To continue our wall-to-wall Bolaño coverage:

Vertigo, the blog that collects all things Sebald, points us to two new books about Sebald. We already talked about the first one, but the second one may be even more interesting. It’s called The Archimedean Author: Roberto Bolaño, W.G. Sebald, and Narrative After Borges and seeks to find points of comparison between the two authors.

There’s a sample of Jessie Ferguson’s book online (or it appears to be a sample anyway).

Sebald’s break with “straightforward conceptions of the novel” may be the more extreme case of the two: he writes in a superficially documentary style and includes photographs and other visual reproductions (e.g. of passports, journal entries, etc.) to both underscore and call into question the facticity of his subject matter. All of his novels deal to some extent with the destruction of the physical landscape by human and natural acts, and with the reflection and refraction of this pattern of destruction in the suffering and troubled memories of the human inhabitants of those landscapes (most of them in England, Germany, Switzerland, and other parts of Europe); thus a variety of complex relationships arise between the fragmented, documentaristic narrative and the themes of severed and fugitive memories and experiences.

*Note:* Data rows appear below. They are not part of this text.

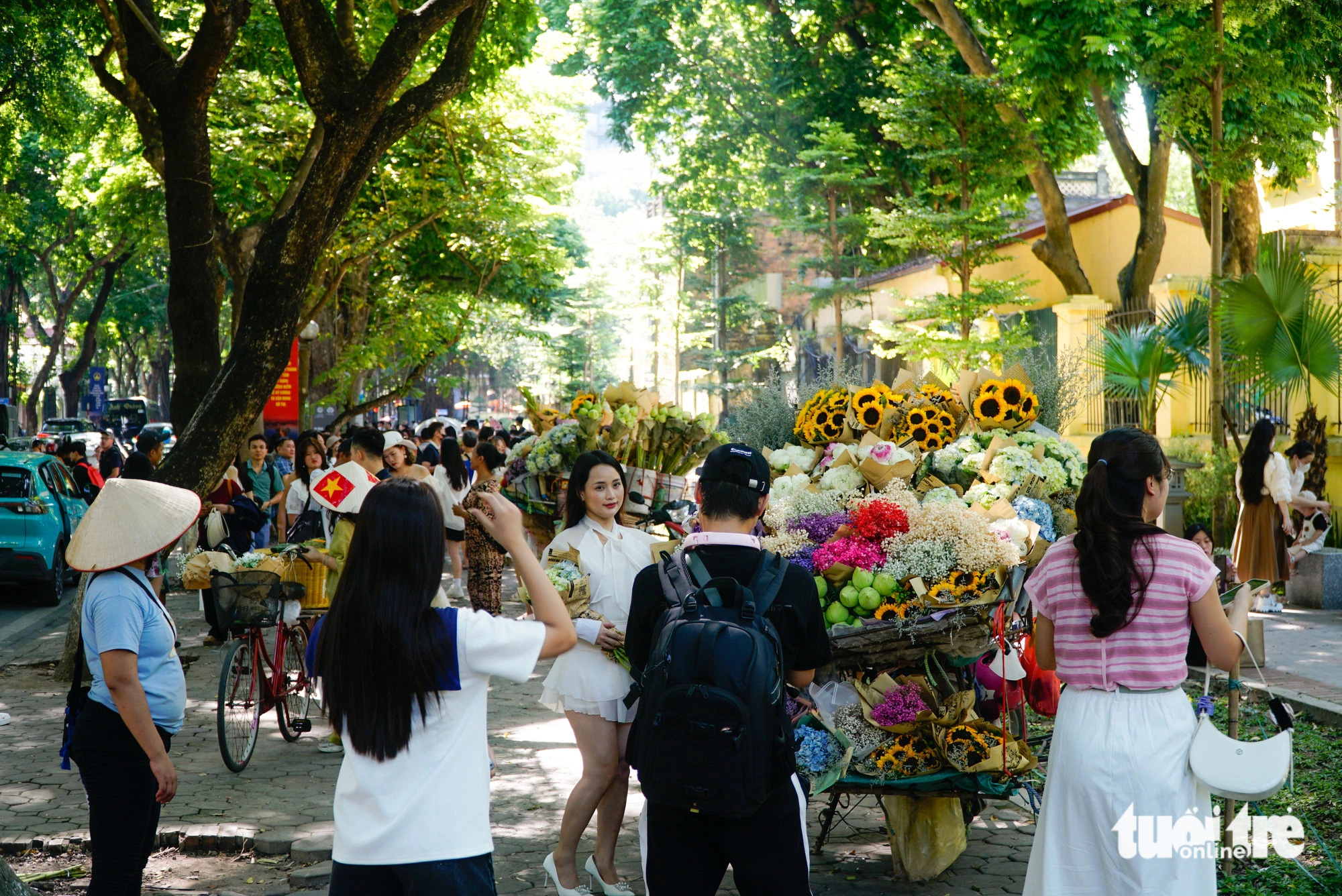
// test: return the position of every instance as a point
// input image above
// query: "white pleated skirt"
(1113, 750)
(587, 681)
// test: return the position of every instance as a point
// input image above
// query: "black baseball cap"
(737, 465)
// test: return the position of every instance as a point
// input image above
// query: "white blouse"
(1277, 480)
(611, 560)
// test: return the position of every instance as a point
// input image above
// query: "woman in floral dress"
(484, 556)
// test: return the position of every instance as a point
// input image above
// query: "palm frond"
(1285, 335)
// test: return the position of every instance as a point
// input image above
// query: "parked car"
(164, 433)
(74, 430)
(41, 508)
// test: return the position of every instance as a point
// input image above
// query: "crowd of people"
(405, 674)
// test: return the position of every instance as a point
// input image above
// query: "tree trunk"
(72, 380)
(1149, 183)
(1055, 250)
(1241, 225)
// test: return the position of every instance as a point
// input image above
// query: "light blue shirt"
(121, 616)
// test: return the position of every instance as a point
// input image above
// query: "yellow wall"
(1104, 246)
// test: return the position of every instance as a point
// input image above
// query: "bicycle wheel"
(240, 705)
(295, 687)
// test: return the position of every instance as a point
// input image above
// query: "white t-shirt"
(431, 801)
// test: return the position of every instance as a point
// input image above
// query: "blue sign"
(97, 391)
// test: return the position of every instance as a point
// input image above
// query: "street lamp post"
(305, 349)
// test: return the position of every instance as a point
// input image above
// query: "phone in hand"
(1253, 585)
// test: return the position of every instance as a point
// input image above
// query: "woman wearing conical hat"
(139, 695)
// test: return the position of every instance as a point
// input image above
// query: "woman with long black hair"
(454, 481)
(406, 686)
(1265, 526)
(1115, 607)
(584, 685)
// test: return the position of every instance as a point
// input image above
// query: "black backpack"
(713, 722)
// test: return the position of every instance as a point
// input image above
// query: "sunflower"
(967, 746)
(990, 407)
(1013, 392)
(892, 611)
(964, 583)
(865, 398)
(935, 394)
(941, 594)
(1030, 406)
(583, 398)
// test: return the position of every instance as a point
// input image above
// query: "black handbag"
(308, 525)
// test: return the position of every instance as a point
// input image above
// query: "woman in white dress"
(586, 685)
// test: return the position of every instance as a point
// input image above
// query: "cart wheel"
(240, 706)
(293, 708)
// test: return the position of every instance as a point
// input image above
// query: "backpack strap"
(677, 584)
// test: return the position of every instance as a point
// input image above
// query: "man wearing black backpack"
(715, 632)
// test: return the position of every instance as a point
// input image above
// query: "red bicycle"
(260, 674)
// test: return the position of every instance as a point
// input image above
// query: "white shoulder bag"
(1245, 771)
(217, 530)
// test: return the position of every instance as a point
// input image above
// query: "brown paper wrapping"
(873, 694)
(195, 575)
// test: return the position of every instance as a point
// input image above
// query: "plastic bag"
(927, 835)
(1042, 686)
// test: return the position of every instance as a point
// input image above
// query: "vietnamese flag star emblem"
(336, 489)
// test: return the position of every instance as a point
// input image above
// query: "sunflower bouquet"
(870, 410)
(825, 418)
(1002, 402)
(929, 426)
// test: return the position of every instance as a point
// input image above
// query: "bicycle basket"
(248, 598)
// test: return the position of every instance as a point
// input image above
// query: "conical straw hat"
(130, 520)
(343, 489)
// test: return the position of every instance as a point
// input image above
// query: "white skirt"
(1113, 750)
(586, 681)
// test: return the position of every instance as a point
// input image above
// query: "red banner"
(282, 408)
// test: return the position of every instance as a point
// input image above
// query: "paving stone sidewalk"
(284, 799)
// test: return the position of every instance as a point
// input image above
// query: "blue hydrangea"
(818, 750)
(1037, 512)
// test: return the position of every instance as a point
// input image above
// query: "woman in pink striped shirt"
(1115, 606)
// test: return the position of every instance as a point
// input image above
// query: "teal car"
(40, 510)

Bolaño, on the other hand, is a writer consciously embedded in a “Latin American” literary tradition; his work frequently confronts the traumas of Latin American political experience during the second half of the twentieth century, in particular the fall of the socialist government of Salvador Allende in Chile and episodes of violence in Mexico (the series of unsolved murders in Ciudad Juárez, on the border with Texas, in the 1990s, or the police invasion of the Universidad Nacional in 1968 culminating in the Tlatelolco massacre). He is less concerned than Sebald with landscapes and physical documentation of history, but equally, if not more, concerned with literary texts and with the relationship between literary production and political responsibility, two preoccupations linked throughout the history of the postwar Latin American novel.

Thankfully we have access to a University library, or I’d probably be spending my lunch money on this one.